Over the last 12 months, Meta has been struggling with growth. The major factors at play are the increasing competition with TikTok and the budget withdrawal from advertisers.
These advertisers saw stiff competition and Facebook’s loss of users in the first quarter, which led to the withdrawal.
Furthermore, as a contingency plan, the Meta CEO has named 2023 a ‘year of efficiency.’
Meta is looking to reduce costs. Zuckerberg wrote in a Facebook post, “2022 was a challenging year, but I think we ended it having made good progress on our main priorities and setting ourselves up to deliver better results this year as long as we keep pushing on efficiency….”
Meta’s spokesperson shared with TechCrunch that the company will focus more on products like Meta Pay.
It will also lean towards features that will permit creators to earn directly from Meta’s social media platforms.
Although Meta’s shares showed improvement by 18%, most innovations are unsuccessful. Last year, Reality Labs, which handles virtual reality features, lost $13.7 billion.
They’re also included in the current layoffs. In addition, Chief Business Officer Marne Levine’s resignation placed the company in a spiral.

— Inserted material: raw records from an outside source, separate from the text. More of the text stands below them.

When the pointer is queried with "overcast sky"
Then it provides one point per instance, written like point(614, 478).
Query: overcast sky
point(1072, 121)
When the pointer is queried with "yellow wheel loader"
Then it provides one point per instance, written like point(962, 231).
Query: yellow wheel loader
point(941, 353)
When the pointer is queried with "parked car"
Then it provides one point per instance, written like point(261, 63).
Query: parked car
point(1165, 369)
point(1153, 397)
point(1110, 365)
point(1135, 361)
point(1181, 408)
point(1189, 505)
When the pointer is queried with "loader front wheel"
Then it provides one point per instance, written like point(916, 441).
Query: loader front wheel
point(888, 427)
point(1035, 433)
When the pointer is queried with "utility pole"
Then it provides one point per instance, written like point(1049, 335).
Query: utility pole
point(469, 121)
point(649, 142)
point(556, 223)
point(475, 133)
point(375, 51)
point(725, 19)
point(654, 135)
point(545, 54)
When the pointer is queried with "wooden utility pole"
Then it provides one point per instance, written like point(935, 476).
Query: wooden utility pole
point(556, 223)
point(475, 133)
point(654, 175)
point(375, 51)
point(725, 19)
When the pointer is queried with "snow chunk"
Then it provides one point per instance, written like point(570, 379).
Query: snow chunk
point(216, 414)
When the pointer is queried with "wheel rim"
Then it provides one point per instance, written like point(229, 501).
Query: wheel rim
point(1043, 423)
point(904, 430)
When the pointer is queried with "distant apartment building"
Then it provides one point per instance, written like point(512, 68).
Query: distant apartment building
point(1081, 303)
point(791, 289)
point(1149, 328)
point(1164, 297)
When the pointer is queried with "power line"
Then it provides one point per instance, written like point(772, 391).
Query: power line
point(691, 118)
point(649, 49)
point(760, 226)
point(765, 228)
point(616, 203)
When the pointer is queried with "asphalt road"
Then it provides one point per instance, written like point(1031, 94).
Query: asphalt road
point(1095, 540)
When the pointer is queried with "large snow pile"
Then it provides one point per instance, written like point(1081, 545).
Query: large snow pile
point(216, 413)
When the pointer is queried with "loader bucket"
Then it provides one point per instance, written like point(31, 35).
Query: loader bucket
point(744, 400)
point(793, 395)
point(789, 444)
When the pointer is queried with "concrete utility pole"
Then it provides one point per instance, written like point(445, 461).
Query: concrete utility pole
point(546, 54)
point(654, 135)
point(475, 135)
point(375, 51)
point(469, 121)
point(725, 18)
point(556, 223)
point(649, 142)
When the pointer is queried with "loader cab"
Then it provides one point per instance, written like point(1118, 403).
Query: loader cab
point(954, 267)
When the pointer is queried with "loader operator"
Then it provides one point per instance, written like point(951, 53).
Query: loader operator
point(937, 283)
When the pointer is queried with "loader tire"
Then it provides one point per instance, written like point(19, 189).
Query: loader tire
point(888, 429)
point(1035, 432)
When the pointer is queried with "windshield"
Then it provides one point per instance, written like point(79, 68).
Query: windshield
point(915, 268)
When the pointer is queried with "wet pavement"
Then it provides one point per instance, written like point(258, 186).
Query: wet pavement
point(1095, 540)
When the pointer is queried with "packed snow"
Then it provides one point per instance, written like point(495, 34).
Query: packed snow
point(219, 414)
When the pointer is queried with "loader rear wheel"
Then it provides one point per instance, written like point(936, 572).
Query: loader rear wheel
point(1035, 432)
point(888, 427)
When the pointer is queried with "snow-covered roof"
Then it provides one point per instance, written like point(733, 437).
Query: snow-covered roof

Moreover, Meta is not going solo on this path. Layoffs from other tech giants like Amazon, Microsoft, and Twitter are imminent.
In November 2022, Twitter cut off 3,700 employees, which is almost half of its labor force. It is due to Elon Musk’s remodeling plans after his takeover.
In addition, Salesforce also announced layoffs in January with 10% of its employees. It is a total of 8,000 workers who would lose their jobs.